MENGINGAT ADONAN ANTARA SAINS DAN BUDAYA



Veni Vidi Vici” 

Manusia terlahir dalam membuat jejaknya dengan cara belajar melatih tubuh dan tubuh dari alam semesta. Bagaimana pun sebuah siklus jejak manusia akan terus berjalan sesuai kehendak dari hidup itu sendiri, tanpa terkecuali tentang sejarah keyakinan dalam beragama dan agama. 

Seluruh rantai jejak di atas tidak akan pernah terputus selama kehidupan ini masih berjalan. Namun apa yang terjadi terkadang tidak sesuai atau bahkan tidak tercatat dalam urutan kehendak manusia. Lalu apa yang menjadi penyebabnya? Tidak ada, selain proses tumbuh kembang yang sering membuat kita lupa pada sebuah awalan. Hubungan pun tidak berjalan mulus sampai akhirnya terlahirlah perang otak antara diri sendiri dengan sesama dalam kehidupan. Misalkan kita mau membuang waktu sejenak untuk memutar kembali video dokumentasi kehidupan kita selama ini. Saat masih balita, tentu kita semua diajarkan mengenal tangan serta jemari yang memiliki nama hingga akhirnya kita mengenal satu persatu bentuk dan nama anggota tubuh kita. Pada masa kanak-kanak itulah dunia imajinasi menuntun kita untuk mengeksplor siklus gerak dunia dalam pergerakan kehidupan. Lalu memasuki dunia pendidikan formal, kita mengenal sekaligus rangkaian huruf, angka, dan alam semesta serta sejarahnya sebagai media komunikasi kita antara sesama. Hingga pada akhirnya kita melatih keseharian kita detail demi detail sampai mampu belajar dari seluruh pengalaman kita di masa lalu. Maka yang terjadi adalah sebuah persahabatan dengan diri sendiri seperti persahabatan antara sains dan budaya yang sering kita lupakan karena hal-hal sepele yang menjadikan kita sebagai mayat berjalan atas nama hidup yang dijalani dengan membutakan diri dari makna kreativitas untuk kehidupan. Apakah ini sebuah cita-cita atau tujuan dari akhir semua? Kesempatan tidak datang untuk kedua kalinya, penyesalan juga bukanlah solusi dari kesia-siaan waktu. 

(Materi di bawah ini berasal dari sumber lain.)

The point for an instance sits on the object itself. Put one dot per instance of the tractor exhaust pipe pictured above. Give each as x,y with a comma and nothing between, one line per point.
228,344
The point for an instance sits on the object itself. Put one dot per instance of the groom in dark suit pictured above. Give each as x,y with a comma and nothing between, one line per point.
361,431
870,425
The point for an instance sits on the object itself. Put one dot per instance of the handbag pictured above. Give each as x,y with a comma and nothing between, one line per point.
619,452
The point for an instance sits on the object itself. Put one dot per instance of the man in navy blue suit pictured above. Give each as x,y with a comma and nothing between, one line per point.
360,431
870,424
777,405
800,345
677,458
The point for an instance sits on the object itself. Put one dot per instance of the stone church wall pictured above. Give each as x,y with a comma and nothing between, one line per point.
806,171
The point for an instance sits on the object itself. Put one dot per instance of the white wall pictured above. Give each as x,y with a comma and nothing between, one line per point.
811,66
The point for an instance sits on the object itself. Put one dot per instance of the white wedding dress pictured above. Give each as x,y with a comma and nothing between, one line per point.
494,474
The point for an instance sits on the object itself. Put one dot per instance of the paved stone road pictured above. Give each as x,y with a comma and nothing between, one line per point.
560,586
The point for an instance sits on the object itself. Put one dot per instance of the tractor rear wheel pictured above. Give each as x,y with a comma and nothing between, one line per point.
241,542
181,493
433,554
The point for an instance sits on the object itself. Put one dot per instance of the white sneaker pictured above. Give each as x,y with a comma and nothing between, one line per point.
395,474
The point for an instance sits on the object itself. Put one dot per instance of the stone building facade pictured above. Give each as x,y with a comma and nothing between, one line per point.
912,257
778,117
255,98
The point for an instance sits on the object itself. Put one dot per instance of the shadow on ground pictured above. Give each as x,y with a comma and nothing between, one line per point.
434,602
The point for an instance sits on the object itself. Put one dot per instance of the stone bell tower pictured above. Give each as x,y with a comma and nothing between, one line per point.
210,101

Kesimpulan dari tulisan ini, saya ingin mengingatkan satu hal yang membuat kita semua memiliki kekuatan karena menjadi setia pada hal-hal kecil. Kenanglah pengalaman kita sebagai metode belajar untuk diri sendiri dan sesama sebagai sebuah pendidikan karena kita semua pernah mengalami masa dimana kita tersenyum untuk imajinasi dan tertawa untuk kekonyolan kreativitas. Saya percaya, setiap manusia yang terlahir memiliki kreativitasnya masing-masing. Janganlah kita membunuhnya karena ini sama saja menolak resep yang terdapat dalam adonan sains dan budaya sebagai asupan semangat hidup kita.